You are viewing a plain text version of this content. The canonical link for it is here.
Posted to dev@beam.apache.org by Jean-Baptiste Onofré <jb...@nanthrax.net> on 2017/05/10 15:51:54 UTC

Direct runner doesn't seem to finalize checkpoint "quickly"

Hi Beamers,

I'm working on some fixes in the JmsIO and MqttIO.

Those two IOs behave in a similar way on the reading side:

- they consume messages from a JMS or MQTT broker
- the "pending" messages are stored in the checkpoint mark. When a new message 
is added to the checkpoint, we compare the timestamp of the message with the 
oldest pending message timestamp. It advances the watermark: so the watermark is 
basically the timestamp of the oldest pending message.
- when the runner calls finalize on the checkpoint, then, we ack the messages.

Testing this with direct runner, it seems the finalize is never called on 
checkpoints. So, basically, it means that the messages are not fully consumed 
from the broker (as the ack is not sent).

I tried to a fair volume of messages (1000000) and the checkpoint is not finalize.

Basically, I have two questions:
1. what do you think about this approach: storing pending messages and advancing 
the watermark this way ?
2. any idea when the direct runner will call the finalize on the checkpoint ?

Thanks !
Regards
JB
-- 
Jean-Baptiste Onofré
jbonofre@apache.org
http://blog.nanthrax.net
Talend - http://www.talend.com

Re: Direct runner doesn't seem to finalize checkpoint "quickly"

Posted by Jean-Baptiste Onofré <jb...@nanthrax.net>.
Hi,

I moved forward a bit on this. Actually, the IOs seem to work fine from a 
reading perspective.
My issue is more on window/trigger in the pipeline.

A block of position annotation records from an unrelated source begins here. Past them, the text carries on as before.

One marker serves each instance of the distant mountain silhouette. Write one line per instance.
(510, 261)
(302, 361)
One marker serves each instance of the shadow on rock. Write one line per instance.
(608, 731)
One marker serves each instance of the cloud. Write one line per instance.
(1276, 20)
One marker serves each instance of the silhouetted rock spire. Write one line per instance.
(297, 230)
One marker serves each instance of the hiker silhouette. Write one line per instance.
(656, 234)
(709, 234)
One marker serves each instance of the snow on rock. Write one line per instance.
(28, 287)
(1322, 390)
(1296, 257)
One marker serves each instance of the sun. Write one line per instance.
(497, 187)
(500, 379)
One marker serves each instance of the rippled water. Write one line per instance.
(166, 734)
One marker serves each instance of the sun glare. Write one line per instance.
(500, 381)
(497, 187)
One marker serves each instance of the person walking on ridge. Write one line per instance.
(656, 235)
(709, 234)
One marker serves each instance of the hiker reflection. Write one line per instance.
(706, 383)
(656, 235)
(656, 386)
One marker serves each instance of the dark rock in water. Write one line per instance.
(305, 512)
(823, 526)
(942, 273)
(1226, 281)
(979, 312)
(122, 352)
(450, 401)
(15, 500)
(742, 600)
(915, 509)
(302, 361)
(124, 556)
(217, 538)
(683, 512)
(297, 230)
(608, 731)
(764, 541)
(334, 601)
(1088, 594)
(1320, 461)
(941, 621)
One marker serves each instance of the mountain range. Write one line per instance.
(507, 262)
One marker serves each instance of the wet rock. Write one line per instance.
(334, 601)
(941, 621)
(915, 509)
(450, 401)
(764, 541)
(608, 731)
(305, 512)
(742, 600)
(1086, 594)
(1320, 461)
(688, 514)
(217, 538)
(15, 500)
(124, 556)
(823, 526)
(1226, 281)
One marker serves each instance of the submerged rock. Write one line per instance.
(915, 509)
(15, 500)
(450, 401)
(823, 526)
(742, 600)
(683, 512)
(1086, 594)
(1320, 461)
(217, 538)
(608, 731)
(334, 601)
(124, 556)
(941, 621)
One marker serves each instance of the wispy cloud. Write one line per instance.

First, I used FixedWindows with the default trigger (event-time based). With 
this windows, it seems the trigger is never executed (I have to check the 
watermark here).

So, I changed to FixedWindows but with a different trigger (speculative):

 
.apply(Window.<String>into(FixedWindows.of(Duration.standardSeconds(10)))
 
.triggering(Repeatedly.forever(AfterProcessingTime.pastFirstElementInPane().plusDelayOf(Duration.standardSeconds(10))))
                         .withAllowedLateness(Duration.ZERO)
                         .discardingFiredPanes()
                 )

It's a bit "aggressive" but the trigger is fired.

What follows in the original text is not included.